Back in mid-December, Square Enix announced a major push into the mobile market beyond the ports and free-to-play cash-ins that have typified most of its current lineup. Mevius Final Fantasy is a title planned for iOS and Android, with the full development weight of the publisher behind it. Final Fantasy VI and VII director and XIII producer Yoshinori Kitase is producing the title and he's serious about it. According to the game's teaser site, Kitase's team is "crafting a full-scale, high-quality RPG world the likes of which has never been seen on smartphones and tablets."
"This is the end product of longtime Final Fantasy creator bringing the series to mobile - and things will never be the same," Kitase added.
Final Fantasy VII, VIII, X, and Kingdom Hearts scenario writer Kazushige Nojima is crafting the story, while Lightning Returns costume designer and Final Fantasy IX character designer Toshiyuki Itahana is lending his artistic style to Mevius as character designer. The official site also includes some key art for the titles, including the design of game's unnamed main character.
The reception to this design has been interesting. It depicts a male character in what could charitably be called a one piece bathing suit, though the entire back of it is missing and someone has taken a razor to the leggings. Depending on the shot, there's also armor covering the character's arms and legs; this hints at possible visual armor customization. Honestly, Mevius' look makes me think the game will be Final Fantasy: Revengeance with Infinity Blade-style gameplay.
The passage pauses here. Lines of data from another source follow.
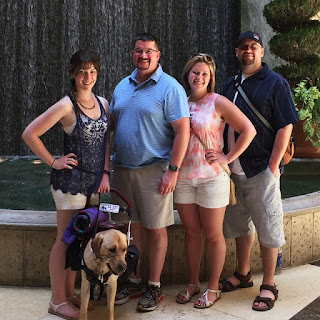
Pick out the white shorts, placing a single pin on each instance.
(208, 193)
(68, 201)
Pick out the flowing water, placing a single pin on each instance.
(39, 37)
(24, 182)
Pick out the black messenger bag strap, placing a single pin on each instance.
(253, 108)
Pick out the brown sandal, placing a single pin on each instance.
(184, 296)
(268, 301)
(225, 285)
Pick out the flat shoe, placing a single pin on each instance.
(184, 296)
(76, 301)
(207, 303)
(55, 311)
(226, 286)
(268, 301)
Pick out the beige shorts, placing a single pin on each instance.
(259, 209)
(140, 186)
(68, 201)
(207, 193)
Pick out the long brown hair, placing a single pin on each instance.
(199, 57)
(81, 60)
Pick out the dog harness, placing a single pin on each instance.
(95, 279)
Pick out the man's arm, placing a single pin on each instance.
(181, 128)
(279, 147)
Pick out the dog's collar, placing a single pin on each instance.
(104, 259)
(95, 279)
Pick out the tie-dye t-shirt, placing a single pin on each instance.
(209, 127)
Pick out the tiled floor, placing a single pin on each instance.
(299, 290)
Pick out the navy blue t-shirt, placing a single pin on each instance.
(270, 93)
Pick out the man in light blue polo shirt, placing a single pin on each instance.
(150, 112)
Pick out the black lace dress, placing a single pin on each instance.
(88, 142)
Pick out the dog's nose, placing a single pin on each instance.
(121, 267)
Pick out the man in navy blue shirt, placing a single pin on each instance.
(256, 172)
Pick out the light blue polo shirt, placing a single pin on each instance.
(142, 115)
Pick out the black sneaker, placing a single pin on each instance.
(128, 290)
(150, 299)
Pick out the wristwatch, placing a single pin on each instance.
(173, 168)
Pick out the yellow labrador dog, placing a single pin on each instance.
(104, 257)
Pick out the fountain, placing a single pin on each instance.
(39, 39)
(41, 36)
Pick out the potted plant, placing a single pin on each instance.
(306, 96)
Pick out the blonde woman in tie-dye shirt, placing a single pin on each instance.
(202, 190)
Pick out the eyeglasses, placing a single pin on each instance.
(252, 47)
(203, 56)
(147, 51)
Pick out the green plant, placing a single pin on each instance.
(306, 96)
(297, 41)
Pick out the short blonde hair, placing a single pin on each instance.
(199, 57)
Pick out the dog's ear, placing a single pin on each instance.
(96, 245)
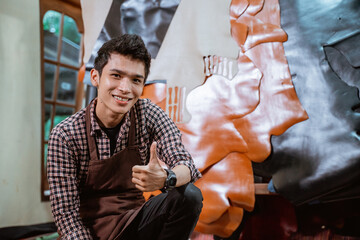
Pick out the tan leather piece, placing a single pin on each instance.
(233, 117)
(278, 109)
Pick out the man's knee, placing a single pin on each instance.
(192, 198)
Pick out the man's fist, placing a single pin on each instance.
(150, 177)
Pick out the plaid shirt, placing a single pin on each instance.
(68, 157)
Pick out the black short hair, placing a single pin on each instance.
(129, 45)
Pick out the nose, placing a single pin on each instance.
(124, 85)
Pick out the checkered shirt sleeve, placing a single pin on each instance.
(62, 170)
(170, 148)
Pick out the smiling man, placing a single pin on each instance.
(102, 159)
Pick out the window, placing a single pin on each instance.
(61, 90)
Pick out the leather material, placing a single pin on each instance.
(319, 159)
(148, 19)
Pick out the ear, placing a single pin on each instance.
(94, 77)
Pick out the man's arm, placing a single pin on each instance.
(152, 177)
(63, 182)
(172, 152)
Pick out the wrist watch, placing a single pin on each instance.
(170, 181)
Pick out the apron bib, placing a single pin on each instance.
(109, 201)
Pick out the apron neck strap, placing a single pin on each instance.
(91, 140)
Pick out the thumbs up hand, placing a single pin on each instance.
(150, 177)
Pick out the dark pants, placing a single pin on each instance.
(172, 215)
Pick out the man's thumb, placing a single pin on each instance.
(153, 154)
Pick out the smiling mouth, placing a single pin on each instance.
(122, 99)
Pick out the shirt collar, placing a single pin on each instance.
(95, 127)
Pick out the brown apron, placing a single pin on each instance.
(109, 200)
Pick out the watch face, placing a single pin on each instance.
(172, 181)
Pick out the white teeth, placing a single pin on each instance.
(121, 99)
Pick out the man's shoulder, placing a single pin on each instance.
(72, 123)
(145, 104)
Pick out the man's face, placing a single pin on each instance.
(119, 86)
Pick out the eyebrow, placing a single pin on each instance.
(127, 74)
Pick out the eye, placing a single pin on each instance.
(115, 75)
(136, 80)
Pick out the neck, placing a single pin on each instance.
(106, 118)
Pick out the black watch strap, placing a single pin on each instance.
(170, 181)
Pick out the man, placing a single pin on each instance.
(102, 159)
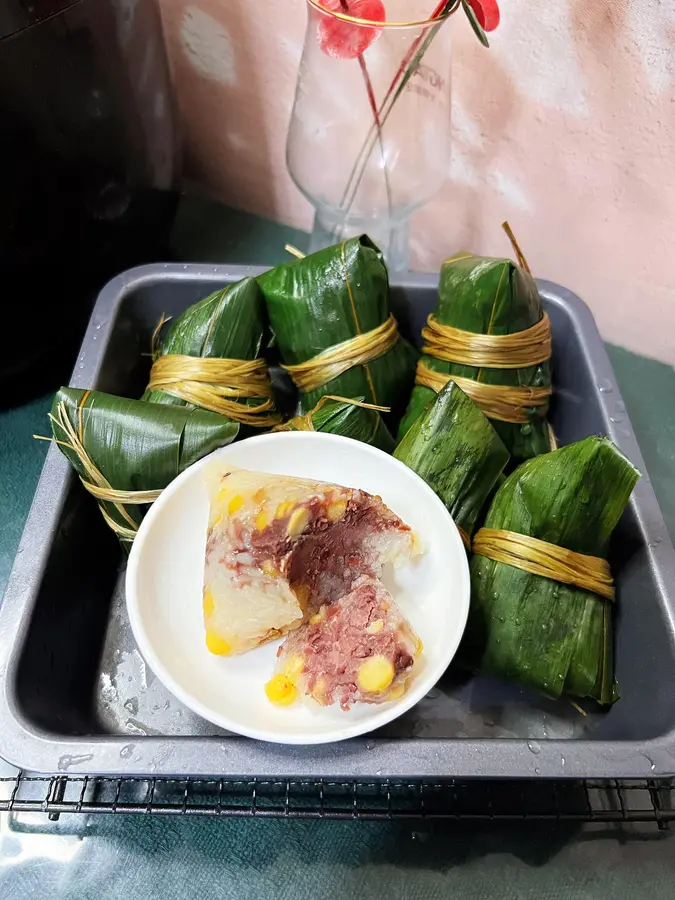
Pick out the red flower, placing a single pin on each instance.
(487, 13)
(346, 41)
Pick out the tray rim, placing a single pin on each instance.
(31, 748)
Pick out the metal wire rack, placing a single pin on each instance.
(557, 801)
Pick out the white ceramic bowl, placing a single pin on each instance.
(164, 589)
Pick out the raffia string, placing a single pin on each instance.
(305, 423)
(357, 351)
(491, 351)
(218, 385)
(503, 402)
(95, 482)
(548, 560)
(520, 256)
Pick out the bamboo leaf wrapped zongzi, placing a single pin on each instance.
(330, 315)
(453, 447)
(210, 357)
(481, 301)
(127, 451)
(548, 632)
(347, 418)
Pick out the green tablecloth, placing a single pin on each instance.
(147, 857)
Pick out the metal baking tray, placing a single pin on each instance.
(77, 697)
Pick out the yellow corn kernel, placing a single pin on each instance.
(261, 521)
(208, 604)
(217, 645)
(284, 509)
(280, 690)
(235, 504)
(318, 617)
(336, 510)
(270, 569)
(298, 522)
(375, 674)
(294, 667)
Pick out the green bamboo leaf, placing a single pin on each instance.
(455, 449)
(537, 632)
(231, 323)
(490, 296)
(351, 421)
(475, 24)
(138, 446)
(331, 296)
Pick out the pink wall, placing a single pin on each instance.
(566, 127)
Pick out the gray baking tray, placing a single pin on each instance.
(77, 697)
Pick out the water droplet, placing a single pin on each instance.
(65, 762)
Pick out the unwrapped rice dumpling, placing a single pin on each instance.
(550, 633)
(489, 297)
(278, 548)
(330, 315)
(358, 649)
(455, 449)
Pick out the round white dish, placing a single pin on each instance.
(164, 589)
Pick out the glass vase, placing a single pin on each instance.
(369, 137)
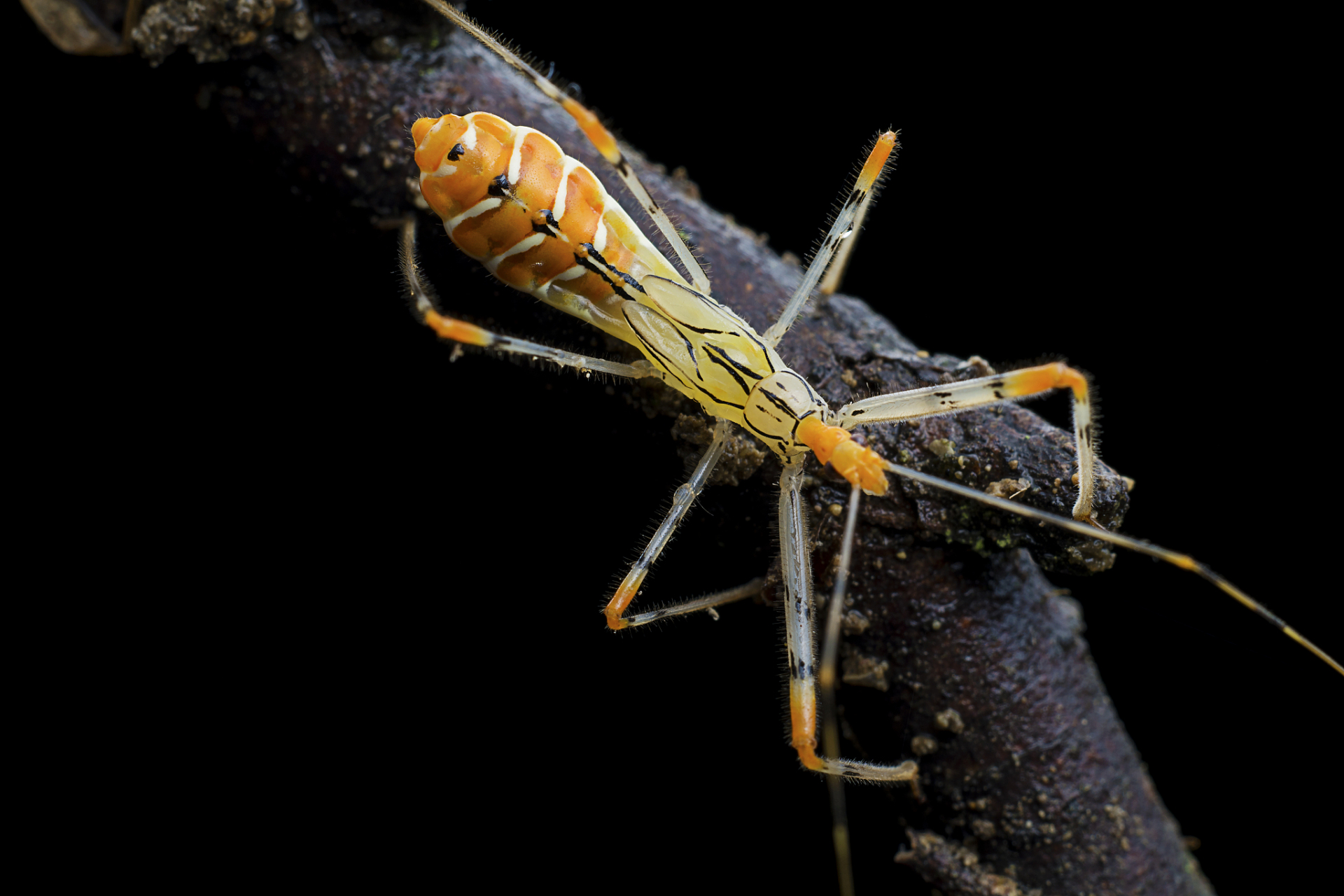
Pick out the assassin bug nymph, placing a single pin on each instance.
(622, 284)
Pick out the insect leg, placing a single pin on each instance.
(707, 602)
(802, 641)
(840, 229)
(991, 390)
(830, 729)
(835, 274)
(682, 501)
(596, 132)
(425, 300)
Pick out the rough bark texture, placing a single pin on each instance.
(972, 660)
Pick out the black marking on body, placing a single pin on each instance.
(742, 368)
(667, 362)
(597, 270)
(778, 402)
(668, 365)
(742, 383)
(765, 437)
(612, 267)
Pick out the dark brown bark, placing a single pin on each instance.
(1032, 780)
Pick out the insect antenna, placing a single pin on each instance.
(1126, 542)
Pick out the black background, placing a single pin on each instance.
(359, 584)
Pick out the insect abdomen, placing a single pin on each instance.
(537, 218)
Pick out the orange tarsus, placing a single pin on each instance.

Some have expressed distaste in the design, due to the feminine nature of the outfit. Take these comments from this NeoGAF thread for example:
- "Dude looks like a lady. But impressive from a technical standpoint."
- "Is this what girls feel when they see games with girls wearing skimpy armor?"
- "Hope you can change your outfit."
- "Vaan (slightly up thread) is closer to sane male sexualization (though much like this guy he seems to excessively value his legs' protection). It's more than the outfit is hilariously ridiculous. I mean, is that an apron or what?"
- "Honestly, this looks like a literal translation of some of Amano's designs. ....Waaaay too literal."
- "Man, this is male sexualization gone wrong. At least FFXV looks good in that regard."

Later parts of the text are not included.